Yeah, well, I unnecessarily asked my question in the indirect way. What I meant is: what do we expect to see? Wars and famines, or just little hardship? Or something in between?

I've done some preparations over a month ago, but these were preparations for a short-term supply chain disruption. Not for what increasingly seems like a global economic meltdown.


Obviously it's impossible to say for certain. This was/is a relatively controlled economic crash landing. The decision was made to take the plane from 30,000 feet to the runway in record time. So everyone has bumps and bruises, some are going to have broken bones and a few may die as a result of their injuries... but that was the best option available at the time.

Personally, I find this a lot less scary than '08. The main objective of the current exercise is to ensure the healthcare system does not collapse... because if that happens, things could get dicey. (i.e. blind terror would likely cause more damage than the virus itself) Once we get to the point where the medical community feels like 'OK, we've got this under control' things should start looking up since we'll know for sure what the bottom looks like from a health/mortality standpoint. Then people can start sorting out the economic side of the equation. Right now there's fear because no one knows where the bottom is for either situation.
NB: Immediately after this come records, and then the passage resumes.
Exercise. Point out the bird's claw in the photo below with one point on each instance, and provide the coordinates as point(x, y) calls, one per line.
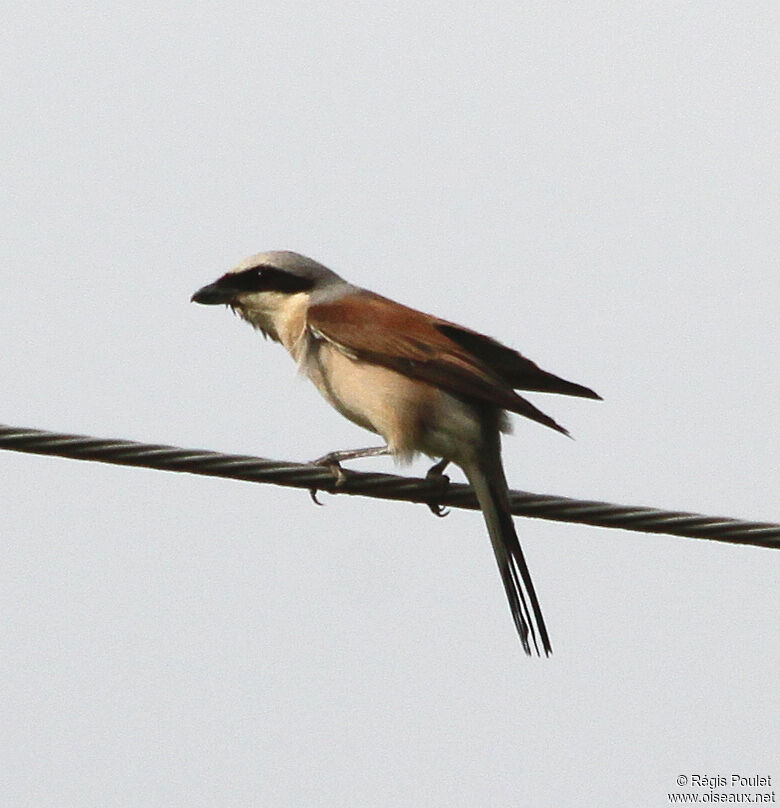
point(435, 475)
point(331, 462)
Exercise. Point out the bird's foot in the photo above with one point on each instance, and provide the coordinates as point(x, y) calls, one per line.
point(332, 461)
point(436, 475)
point(329, 461)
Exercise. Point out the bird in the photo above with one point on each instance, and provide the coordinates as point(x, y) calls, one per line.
point(425, 385)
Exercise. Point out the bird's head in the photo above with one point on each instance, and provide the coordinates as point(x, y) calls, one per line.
point(264, 288)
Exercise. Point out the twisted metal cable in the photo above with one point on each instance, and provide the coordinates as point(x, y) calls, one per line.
point(383, 486)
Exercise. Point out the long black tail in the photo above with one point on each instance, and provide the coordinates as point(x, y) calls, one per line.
point(491, 489)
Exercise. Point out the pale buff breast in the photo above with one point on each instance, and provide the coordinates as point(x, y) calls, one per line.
point(411, 416)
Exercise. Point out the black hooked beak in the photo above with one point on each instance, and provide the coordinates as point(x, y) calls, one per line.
point(215, 294)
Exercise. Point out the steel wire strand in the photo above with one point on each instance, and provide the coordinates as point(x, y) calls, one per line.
point(383, 486)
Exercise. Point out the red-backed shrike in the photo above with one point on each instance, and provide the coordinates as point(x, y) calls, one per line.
point(423, 384)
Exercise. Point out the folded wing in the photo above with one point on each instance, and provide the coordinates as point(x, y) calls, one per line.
point(462, 362)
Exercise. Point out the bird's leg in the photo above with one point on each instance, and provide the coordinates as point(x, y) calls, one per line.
point(436, 474)
point(333, 460)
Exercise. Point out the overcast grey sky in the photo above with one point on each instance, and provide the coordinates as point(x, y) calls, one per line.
point(595, 184)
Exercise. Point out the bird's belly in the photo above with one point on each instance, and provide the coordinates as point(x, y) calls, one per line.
point(412, 416)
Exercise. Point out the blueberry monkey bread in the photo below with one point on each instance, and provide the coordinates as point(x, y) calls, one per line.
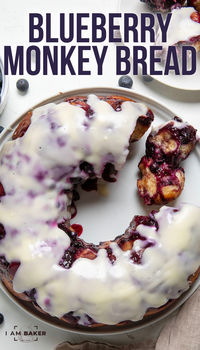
point(44, 262)
point(162, 178)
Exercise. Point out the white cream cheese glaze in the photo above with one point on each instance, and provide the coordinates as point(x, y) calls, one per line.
point(181, 27)
point(34, 171)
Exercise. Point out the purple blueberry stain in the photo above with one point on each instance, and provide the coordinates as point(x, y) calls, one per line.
point(61, 141)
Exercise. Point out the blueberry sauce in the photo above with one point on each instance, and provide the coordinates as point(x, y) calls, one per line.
point(166, 148)
point(77, 228)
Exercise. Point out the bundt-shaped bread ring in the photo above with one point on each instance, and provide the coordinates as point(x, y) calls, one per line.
point(43, 261)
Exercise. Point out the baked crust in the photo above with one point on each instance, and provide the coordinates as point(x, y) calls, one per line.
point(162, 179)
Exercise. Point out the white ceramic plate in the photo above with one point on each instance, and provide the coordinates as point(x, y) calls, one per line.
point(183, 82)
point(104, 217)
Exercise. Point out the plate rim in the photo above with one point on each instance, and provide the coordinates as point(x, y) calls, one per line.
point(131, 327)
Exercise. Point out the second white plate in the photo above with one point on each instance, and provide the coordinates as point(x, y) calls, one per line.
point(184, 82)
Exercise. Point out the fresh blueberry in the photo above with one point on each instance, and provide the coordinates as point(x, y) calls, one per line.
point(126, 81)
point(147, 78)
point(22, 85)
point(1, 318)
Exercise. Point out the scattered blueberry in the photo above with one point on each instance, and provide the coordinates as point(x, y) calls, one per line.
point(1, 318)
point(126, 81)
point(22, 85)
point(147, 78)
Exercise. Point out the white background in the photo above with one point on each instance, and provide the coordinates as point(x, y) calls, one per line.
point(14, 31)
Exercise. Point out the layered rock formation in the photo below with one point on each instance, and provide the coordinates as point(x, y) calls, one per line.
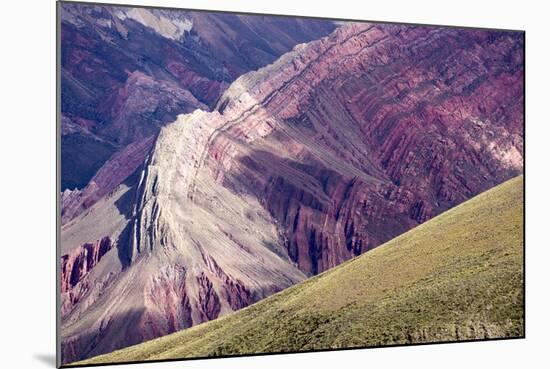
point(338, 146)
point(126, 72)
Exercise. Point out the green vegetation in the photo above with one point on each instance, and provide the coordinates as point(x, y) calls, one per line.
point(456, 277)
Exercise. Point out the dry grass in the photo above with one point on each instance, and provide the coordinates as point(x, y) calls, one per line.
point(458, 276)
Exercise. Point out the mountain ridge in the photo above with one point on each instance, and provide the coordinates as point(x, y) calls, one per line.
point(460, 278)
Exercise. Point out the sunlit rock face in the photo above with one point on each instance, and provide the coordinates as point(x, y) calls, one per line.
point(337, 146)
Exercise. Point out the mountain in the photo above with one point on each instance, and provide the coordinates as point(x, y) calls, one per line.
point(338, 146)
point(457, 277)
point(126, 72)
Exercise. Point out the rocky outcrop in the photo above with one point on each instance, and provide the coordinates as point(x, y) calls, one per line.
point(126, 72)
point(76, 265)
point(108, 177)
point(353, 139)
point(338, 146)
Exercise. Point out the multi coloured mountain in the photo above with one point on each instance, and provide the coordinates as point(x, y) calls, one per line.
point(457, 277)
point(219, 190)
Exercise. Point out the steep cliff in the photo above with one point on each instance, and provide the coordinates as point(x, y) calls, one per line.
point(338, 146)
point(126, 72)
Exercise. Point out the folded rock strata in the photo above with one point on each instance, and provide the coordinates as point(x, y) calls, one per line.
point(338, 146)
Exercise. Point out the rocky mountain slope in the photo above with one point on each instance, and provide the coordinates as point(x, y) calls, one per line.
point(460, 277)
point(338, 146)
point(126, 72)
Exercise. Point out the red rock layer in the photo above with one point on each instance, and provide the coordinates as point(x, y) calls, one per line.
point(121, 165)
point(77, 264)
point(376, 129)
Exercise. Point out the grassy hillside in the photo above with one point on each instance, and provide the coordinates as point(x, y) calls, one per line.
point(456, 277)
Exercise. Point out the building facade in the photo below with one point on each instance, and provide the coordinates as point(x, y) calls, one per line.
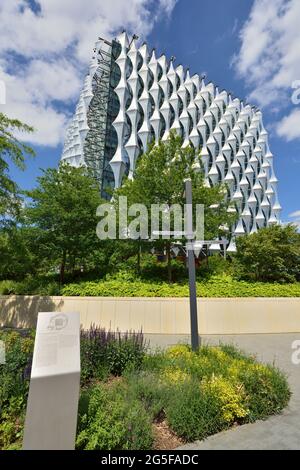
point(131, 97)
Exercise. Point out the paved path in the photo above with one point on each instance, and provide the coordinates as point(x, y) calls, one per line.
point(278, 432)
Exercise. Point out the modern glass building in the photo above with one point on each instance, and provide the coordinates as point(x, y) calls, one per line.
point(130, 97)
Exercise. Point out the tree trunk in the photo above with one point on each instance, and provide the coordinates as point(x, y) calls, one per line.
point(138, 264)
point(62, 267)
point(168, 251)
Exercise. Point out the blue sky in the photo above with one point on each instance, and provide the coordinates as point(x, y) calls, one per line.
point(248, 47)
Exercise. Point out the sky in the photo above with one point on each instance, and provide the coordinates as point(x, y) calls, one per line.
point(248, 47)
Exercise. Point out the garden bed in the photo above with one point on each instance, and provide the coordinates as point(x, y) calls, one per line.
point(134, 398)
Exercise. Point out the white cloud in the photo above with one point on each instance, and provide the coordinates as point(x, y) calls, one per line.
point(269, 57)
point(295, 214)
point(289, 126)
point(55, 45)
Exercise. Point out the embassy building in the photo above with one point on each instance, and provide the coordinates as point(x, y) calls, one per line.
point(131, 97)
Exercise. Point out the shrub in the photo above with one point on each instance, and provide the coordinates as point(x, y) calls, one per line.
point(266, 388)
point(215, 286)
point(114, 421)
point(105, 352)
point(14, 380)
point(198, 393)
point(272, 254)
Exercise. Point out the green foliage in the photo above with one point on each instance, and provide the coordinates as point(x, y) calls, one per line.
point(197, 393)
point(114, 420)
point(31, 285)
point(159, 179)
point(14, 385)
point(215, 265)
point(215, 286)
point(105, 352)
point(63, 208)
point(18, 252)
point(272, 254)
point(11, 149)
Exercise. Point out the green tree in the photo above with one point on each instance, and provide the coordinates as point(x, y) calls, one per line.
point(18, 252)
point(271, 254)
point(11, 149)
point(63, 209)
point(159, 179)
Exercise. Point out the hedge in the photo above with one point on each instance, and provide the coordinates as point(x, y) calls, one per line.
point(218, 286)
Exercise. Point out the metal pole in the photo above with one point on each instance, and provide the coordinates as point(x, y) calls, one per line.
point(191, 266)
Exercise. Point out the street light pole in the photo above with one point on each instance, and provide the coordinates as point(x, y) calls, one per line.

2008 started in 2007, things move slow until they don’t. Banks are just as leveraged as they were then. They started doing many of the same things they did then in recent years. They are stronger in part because of the stress tests and implications fed back stop they are counting on so luckily the won’t likely panic and stop lending to each other. But make no mistake. If mortgages and credit cards start to default their balance sheets have limits on what they can with stand. Tightly coupled systems implode quickly even with small changes.


You talk as if there are currently shortages of essential supplies. There are not. You could stock up tomorrow if you wanted.


I live in a state barely touched by COVID-19. Since Mar 15, I've never seen a roll of TP in any of the stores in town. Not Costco, Sam's Club, Target or the local grocery chain. I feel bad for people who didn't manage to stock up.


You speak as if the toilet paper factories have shut down and the delivery trucks are all sitting idle. Everyone decided to rush the stores and buy up all of the toilet paper, and unsurprisingly the stores don't stock enough for every household to buy 200 rolls in the same week.

All you need to do is wait for the next delivery to show up (which it will). The problem is, people like you will continue to buy up everything as quickly as possible, so after the first couple hundred customers the shelves will be empty again. Until the next delivery. That is the problem, not supply shortages.

Don't feel bad for people who didn't horde resources at everyone else's expense. Help those people by buying what you need plus only a little extra.


Thanks for the ad hominem and patronizing reply. I haven't been trying to buy TP, I just noticed it was missing every time. There may be plenty of TP (and other goods) in the pipeline, but that doesn't matter to the end user. They're just SOL because there's so little slack in supply chain management anymore.

Your post was completely and factually incorrect, then you not only blame me, but blame the people trying to adjust to a supply issue. How do you determine "what you need plus only a little extra" when you can't determine when TP will be in stock? It's been weeks now, and it's perfectly rational to buy more than you need since you can't count on the supply chain.